Gold Melody, also identified as TGRCRI0045, Prophet Spider, and UNC961, has been observed exploiting exposed ASP.NET machine keys to infiltrate enterprise networks. Access gained through this method is later monetized and passed on to other threat actors.
Palo Alto Networks Unit 42 reports that the group has primarily focused on organizations in finance, manufacturing, logistics, retail, and technology across the U.S. and Europe. By exploiting leaked ASP.NET machine keys, the attackers execute malicious .NET code through ViewState deserialization, enabling memory-only payload delivery that evades disk-based detection and leaves minimal forensic evidence.
Although Microsoft flagged the issue publicly in early 2025, highlighting thousands of compromised ASP.NET machine keys, related activity had quietly begun months earlier. By late 2024, unknown operators were already using static keys to inject malicious .NET code, including tools like the Godzilla framework. Unit 42 later observed consistent use of the same method by the group dubbed Gold Melody, especially between January and March 2025.
Attackers used ysoserial.net with a ViewState plugin to generate payloads capable of bypassing standard defenses. After initial access, they deployed custom C# tools like updf for privilege escalation and leveraged utilities such as TXPortMap to scan for internal targets. Evidence of execution was tied to IIS worker processes (w3wp.exe), suggesting compromise through exposed web services.
Five different in-memory modules were deployed:
- A shell execution tool (cmd /c)
- A file uploader
- A success-verification component (“Winner”)

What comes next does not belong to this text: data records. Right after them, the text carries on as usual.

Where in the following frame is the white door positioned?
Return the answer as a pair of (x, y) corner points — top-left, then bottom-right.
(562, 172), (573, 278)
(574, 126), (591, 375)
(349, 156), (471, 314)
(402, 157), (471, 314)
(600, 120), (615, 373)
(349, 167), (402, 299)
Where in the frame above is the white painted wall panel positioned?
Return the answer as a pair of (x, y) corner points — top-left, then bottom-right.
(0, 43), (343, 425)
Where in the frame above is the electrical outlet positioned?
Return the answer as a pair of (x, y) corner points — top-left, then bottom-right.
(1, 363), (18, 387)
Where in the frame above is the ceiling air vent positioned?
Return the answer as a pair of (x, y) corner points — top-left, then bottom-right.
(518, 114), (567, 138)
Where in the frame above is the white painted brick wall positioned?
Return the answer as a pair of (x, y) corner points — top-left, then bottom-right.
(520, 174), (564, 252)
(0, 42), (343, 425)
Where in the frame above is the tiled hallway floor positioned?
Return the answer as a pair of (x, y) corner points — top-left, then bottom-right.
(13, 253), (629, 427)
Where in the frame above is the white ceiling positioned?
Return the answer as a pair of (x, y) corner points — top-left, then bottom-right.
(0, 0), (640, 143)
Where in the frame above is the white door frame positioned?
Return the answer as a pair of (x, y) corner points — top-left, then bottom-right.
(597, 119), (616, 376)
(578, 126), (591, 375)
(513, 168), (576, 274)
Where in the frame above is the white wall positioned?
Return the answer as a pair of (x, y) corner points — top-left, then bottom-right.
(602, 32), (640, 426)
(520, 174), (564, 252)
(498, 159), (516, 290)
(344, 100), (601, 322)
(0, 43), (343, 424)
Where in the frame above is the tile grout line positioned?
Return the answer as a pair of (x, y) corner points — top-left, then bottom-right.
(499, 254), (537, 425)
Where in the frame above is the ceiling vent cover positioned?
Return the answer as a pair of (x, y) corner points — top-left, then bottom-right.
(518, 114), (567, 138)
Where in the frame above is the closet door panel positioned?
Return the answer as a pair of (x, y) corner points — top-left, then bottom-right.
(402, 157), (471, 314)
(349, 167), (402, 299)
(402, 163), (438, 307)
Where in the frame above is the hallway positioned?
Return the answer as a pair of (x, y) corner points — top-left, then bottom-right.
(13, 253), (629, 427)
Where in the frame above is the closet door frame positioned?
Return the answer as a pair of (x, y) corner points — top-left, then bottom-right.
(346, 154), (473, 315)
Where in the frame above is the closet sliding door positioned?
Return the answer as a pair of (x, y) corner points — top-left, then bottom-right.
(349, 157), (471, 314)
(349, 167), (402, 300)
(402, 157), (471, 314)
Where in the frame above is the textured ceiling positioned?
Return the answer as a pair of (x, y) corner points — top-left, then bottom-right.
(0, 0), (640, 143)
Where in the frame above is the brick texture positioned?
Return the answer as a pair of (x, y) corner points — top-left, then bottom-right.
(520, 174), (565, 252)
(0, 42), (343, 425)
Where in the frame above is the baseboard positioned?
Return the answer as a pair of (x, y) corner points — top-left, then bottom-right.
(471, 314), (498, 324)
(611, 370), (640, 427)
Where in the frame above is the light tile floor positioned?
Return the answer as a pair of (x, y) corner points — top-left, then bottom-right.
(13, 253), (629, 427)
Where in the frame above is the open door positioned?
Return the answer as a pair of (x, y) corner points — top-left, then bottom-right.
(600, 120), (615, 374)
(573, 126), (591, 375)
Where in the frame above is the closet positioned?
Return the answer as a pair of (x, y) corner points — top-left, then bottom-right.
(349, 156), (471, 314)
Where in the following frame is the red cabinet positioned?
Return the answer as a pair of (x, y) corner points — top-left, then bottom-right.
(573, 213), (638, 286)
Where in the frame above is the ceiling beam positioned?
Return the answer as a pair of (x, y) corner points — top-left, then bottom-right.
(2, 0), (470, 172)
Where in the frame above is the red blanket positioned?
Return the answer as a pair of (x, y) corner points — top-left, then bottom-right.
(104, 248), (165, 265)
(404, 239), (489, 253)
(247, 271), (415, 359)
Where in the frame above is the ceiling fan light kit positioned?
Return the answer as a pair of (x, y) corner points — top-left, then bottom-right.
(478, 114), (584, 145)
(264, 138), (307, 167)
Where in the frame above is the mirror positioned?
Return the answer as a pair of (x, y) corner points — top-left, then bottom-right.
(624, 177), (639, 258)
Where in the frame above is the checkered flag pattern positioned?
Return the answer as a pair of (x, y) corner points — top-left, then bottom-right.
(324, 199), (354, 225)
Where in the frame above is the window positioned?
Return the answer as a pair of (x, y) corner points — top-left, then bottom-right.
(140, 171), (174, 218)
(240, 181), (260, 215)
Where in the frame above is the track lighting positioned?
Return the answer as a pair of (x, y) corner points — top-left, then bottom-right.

- A downloader (not recovered)
- A reflective loader for .NET assemblies
In a few instances, systems were also seen pulling a Linux ELF binary, identified as “atm” from a remote host. This, along with internal network mapping, shows clear intent to pivot further inside compromised infrastructure.
Each command needed re-exploitation due to the stateless payload delivery.
This campaign underlines risks from cryptographic key exposure, weak ViewState validation, and legacy ASP.NET configurations. Organizations must adopt behavioral detection, harden cryptographic settings, and monitor IIS for anomalies to counter such memory-resident threats.